Yep, that’s exactly my problem. Which would explain the behavior I saw. Thanks!

Paul

11 years ago

I did try MySQL Utilities 1.5.1 rc briefly yesterday as it’s supposed to fix the connect –daemonize issue. I didn’t and don’t have the time to trace down all the other pieces that would have needed to be upgraded.

Fernando Ipar

11 years ago

‘@paul: Can you please check and see if this fixes your problem?: https://github.com/percona/vagrant-fabric

Paul

11 years ago

Looks like the only thing you updated is the fabric.cfg file. Which you have:

[connector]
ttl = 1

in twice with the only difference being whitespace. Not sure if you meant to do that.

I’m not running 1.5.1 ATM. Just the fabric.cfg change didn’t fix anything for me. If I get time, I’ll update the MySQL Utilities again and give it another try.

Fernando Ipar

11 years ago

‘@paul: Which branch are you using? You should get this contents added to the cfg file too:

[protocol.mysql]
disable_authentication = no
ssl_cert =
ssl_key =
ssl_ca =
user = admin
address = localhost:32275
password =

Fernando Ipar

11 years ago

‘@paul: Now that I read your comment again, my last change will only help you if running Fabric 1.5. That’s what you should get if you run ‘vagrant provision store’ while being up to date on either the ‘sharding’ or ‘master’ branches of the new repo.

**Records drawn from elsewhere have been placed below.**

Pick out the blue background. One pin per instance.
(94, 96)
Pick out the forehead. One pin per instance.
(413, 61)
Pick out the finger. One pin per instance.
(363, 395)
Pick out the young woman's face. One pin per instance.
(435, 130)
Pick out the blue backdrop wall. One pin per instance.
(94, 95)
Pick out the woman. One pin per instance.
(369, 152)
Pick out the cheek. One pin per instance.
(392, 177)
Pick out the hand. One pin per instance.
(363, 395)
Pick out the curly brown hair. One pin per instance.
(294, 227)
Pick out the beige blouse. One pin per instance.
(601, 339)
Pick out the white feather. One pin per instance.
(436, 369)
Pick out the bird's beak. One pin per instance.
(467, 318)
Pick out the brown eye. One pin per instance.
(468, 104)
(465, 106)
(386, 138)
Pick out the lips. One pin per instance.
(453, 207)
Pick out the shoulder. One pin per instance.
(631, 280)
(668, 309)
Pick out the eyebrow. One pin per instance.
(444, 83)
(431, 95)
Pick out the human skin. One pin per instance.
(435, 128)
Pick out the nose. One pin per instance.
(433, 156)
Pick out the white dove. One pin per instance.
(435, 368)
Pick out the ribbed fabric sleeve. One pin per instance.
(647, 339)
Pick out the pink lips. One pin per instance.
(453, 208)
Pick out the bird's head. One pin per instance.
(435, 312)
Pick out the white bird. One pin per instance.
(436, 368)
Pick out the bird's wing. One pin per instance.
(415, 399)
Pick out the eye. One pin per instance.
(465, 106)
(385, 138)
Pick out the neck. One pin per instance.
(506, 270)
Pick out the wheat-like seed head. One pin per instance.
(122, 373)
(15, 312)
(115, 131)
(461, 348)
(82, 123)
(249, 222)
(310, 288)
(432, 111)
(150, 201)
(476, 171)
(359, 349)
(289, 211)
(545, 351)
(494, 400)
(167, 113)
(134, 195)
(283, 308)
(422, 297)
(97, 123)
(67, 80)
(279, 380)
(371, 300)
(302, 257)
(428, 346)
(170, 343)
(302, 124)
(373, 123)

When you have a moment to test this, please let me know how it goes.

Paul

11 years ago

Hmm, I assumed it would pull down 1.4 again. I haven’t provisioned my servers again. Too busy patching bash on servers where I’m not allowed to run ansible.

Anyway my statement was poor. I do have those changes in the cfg file. I also noticed
[connector]
ttl = 1

in the file twice, which I assume is a mistake, and I was trying to point out.

Fernando Ipar

11 years ago

‘@paul: You were right to expect me to pull down 1.4 again, since that’s what I told you in a previous comment 🙂
The thing is that between then and now, 1.5 went GA so I think it’s best if I stick to that in a test environment, otherwise we’ll all be testing old software. One specific benefit is that on 1.5, Connector/J finally works, while on 1.4 I was hitting a bug that prevented me from even establishing a connection, for example.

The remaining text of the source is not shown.